L’A46 Sud qui, sur 20 km, va du nœud de Ternay au nœud de Manissieux (Saint-Priest) est un axe majeur de circulation aujourd’hui emprunté par en moyenne 65 000 véhicules quotidiens et plus de 100 000 sur sa section la plus chargée, avec un taux de poids lourds pouvant aller jusqu’à 24 % !

Cette portion d’autoroute construite en 1993 est la reine des bouchons.

Elle subit environ 5 heures de bouchons quotidiens, en particulier aux heures de pointe des trajets domicile-travail.

Normal : pour des raisons politiques de la part des maires riverains, elle n’a été construite qu’à 2X2 voies, alors qu’elle a été conçue dès l’origine pour 2X3 voies. Les emprises exitent déjà.

Cela ne pouvait plus durer, d’où la concertation qui va s’engager pour son passage à 2X3 voies sur une partie du trajet.

Un investissement estimé à 250 millions d’euros qui sera supporté par son concessionnaires, les Autoroutes du Sud de la France (ASF).

Le coût de l’élargissement de l’A 46 Sud est estimé à 250 millions d’euros financés par le concessionnaire.

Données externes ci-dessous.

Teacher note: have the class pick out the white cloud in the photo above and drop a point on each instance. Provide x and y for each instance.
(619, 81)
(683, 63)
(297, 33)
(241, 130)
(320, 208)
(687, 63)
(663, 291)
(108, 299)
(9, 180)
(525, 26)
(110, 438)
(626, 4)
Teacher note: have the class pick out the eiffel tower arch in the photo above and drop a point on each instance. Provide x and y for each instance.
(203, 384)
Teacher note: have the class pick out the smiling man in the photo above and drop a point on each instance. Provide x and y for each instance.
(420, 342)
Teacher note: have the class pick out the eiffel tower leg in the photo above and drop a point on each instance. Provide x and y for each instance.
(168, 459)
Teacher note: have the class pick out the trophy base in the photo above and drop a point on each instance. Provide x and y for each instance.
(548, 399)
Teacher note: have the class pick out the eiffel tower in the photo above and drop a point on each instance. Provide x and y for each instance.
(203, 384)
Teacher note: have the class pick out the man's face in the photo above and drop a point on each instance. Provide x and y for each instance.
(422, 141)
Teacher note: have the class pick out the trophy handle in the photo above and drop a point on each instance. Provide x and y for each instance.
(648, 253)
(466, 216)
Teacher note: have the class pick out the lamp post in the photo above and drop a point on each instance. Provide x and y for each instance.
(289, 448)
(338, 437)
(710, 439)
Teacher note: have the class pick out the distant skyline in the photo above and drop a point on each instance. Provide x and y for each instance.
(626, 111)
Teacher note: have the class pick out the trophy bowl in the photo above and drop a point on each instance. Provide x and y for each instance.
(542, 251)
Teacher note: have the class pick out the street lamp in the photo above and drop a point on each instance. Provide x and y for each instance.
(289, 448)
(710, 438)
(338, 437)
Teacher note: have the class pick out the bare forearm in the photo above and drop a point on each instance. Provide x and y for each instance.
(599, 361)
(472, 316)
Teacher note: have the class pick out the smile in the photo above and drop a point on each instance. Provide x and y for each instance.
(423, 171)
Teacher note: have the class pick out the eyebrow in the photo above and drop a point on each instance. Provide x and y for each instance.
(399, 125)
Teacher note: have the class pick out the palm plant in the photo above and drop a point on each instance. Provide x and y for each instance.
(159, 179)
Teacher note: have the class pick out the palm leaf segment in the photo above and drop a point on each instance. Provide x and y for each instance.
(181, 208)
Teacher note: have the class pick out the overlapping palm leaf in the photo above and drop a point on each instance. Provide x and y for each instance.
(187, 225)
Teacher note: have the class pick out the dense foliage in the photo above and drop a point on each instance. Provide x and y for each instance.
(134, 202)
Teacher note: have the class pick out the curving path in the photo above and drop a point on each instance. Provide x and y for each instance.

Le projet soumis à la concertation du public, vise, est-il précisé par la préfecture à “ retrouver de la fluidité dans les mobilités, en répondant aux difficultés de circulation actuelles et prévues à moyen terme, en prenant en considération les évolutions prévisibles et en réduisant les conflits d’usage entre véhicules légers et poids lourds ; à optimiser la sécurité et la sérénité des usagers, en réduisant les effets d’un incident, en améliorant l’intervention des services de secours et d’exploitation ; et enfin à moderniser l’infrastructure en termes d’environnement humain et nature l’information, en tenant compte des nouveaux usages des autoroutes tout en restant libre de péage.”